When is compromising negotiating?

Is bipartisan compromise possible in Washington?

So much is touted lately about bringing Washington together and acting in a bi-partisan manner. It is interestng that many view this as a novel idea. It is, in reality, what the Congress was challenged to do since first formed.

Compromise, in a negotiation, is the process by which each party gives a little to get a little. It is the process of merging interests to yield a balanced outcome meeting the needs, not necessarily the wants, of the parties to the agreement.

We are a very diverse nation, a federation of states in fact. This diversity is what makes America great. Our system was designed to enable the diverse interests to get along side by side and in harmony. Today that harmony seems ot be constantly challenged.

In Washington, unfortunately, the effect of our lawmakers working together is typically the creation of a bill loaded with all the necessary extra provisions to attract votes seemingly with disregard for how the earmarks will be paid.

That is not negotiating. That is not compromising. That is simply buying votes to assure passage.

One wonders what has happened in Washington over the last forty to fifty years that has seen our lawmakers seeking to do right by their country change to fighting to get their fair share for their constituencies, advocates and, yes, special interest supporters.

I may be naive being outside the beltway but I have not sensed true compromise when it comes to garnering votes for a bill in a long time. What I have repeatedly seen is the purchase of votes that violate the interest of the Country for the interests of a select few in the form of earmarks. Earmarks are riders to the bill that promises something to a small group in exchange for support of the major bill. It typically has nothing to do with the actual bill. It is, pure and simple, a payoff.

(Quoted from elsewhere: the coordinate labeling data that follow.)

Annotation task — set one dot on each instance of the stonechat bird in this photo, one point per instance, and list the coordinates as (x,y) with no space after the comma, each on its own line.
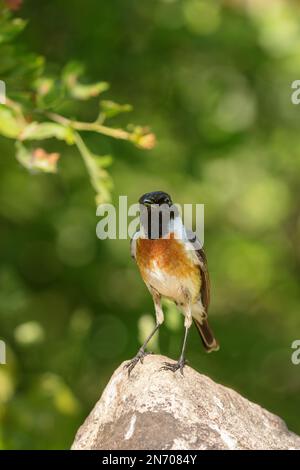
(173,265)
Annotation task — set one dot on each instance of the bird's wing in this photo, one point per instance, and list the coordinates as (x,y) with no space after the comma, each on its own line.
(205,285)
(202,261)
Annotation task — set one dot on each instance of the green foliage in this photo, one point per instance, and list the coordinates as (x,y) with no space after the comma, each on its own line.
(25,116)
(213,79)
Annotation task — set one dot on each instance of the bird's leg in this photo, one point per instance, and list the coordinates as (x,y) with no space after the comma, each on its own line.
(159,320)
(181,361)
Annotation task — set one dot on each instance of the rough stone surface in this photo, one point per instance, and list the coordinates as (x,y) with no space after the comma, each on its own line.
(156,409)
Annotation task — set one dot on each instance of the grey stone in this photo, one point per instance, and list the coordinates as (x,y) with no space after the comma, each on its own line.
(156,409)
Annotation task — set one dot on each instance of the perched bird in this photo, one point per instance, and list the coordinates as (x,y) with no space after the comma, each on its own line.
(172,265)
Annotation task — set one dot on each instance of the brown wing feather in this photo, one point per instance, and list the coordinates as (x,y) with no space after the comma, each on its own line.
(205,284)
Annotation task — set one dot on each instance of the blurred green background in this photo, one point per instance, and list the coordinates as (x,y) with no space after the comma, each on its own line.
(213,80)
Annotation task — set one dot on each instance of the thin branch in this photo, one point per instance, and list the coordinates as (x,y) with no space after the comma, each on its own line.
(90,126)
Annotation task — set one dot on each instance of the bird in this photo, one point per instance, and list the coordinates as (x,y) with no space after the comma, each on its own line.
(173,265)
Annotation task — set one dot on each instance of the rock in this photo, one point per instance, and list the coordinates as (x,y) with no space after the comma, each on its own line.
(156,409)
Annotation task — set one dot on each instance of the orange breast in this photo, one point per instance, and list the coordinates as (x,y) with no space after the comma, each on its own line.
(168,255)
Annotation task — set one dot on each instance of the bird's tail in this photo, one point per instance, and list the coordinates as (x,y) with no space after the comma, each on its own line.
(209,341)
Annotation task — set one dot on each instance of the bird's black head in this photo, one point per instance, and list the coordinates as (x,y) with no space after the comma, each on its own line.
(156,198)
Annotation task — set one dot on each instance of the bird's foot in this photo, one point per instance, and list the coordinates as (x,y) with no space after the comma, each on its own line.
(175,365)
(139,357)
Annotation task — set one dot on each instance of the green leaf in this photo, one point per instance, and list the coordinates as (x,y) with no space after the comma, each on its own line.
(9,124)
(71,72)
(104,160)
(79,90)
(10,28)
(110,109)
(49,92)
(36,160)
(85,92)
(47,130)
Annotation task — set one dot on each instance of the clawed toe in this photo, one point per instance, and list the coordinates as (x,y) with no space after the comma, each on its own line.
(139,357)
(174,366)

What ever has happened to principles. honor or integrity? Since when did the lawmakers of America, and that includes both of the Parties, become Machiavellian advocates of the end justifying the means. When those in the Congress cast dispersions upon the CEOs of America they should, once in a while, reflect on their own questionable behavior. It smells the same! They have been and continue to spend beyond their means.

Many of our good representatives are not negotiating in good faith. They can't cover to costs of their promises...unless we, The People, bail them out.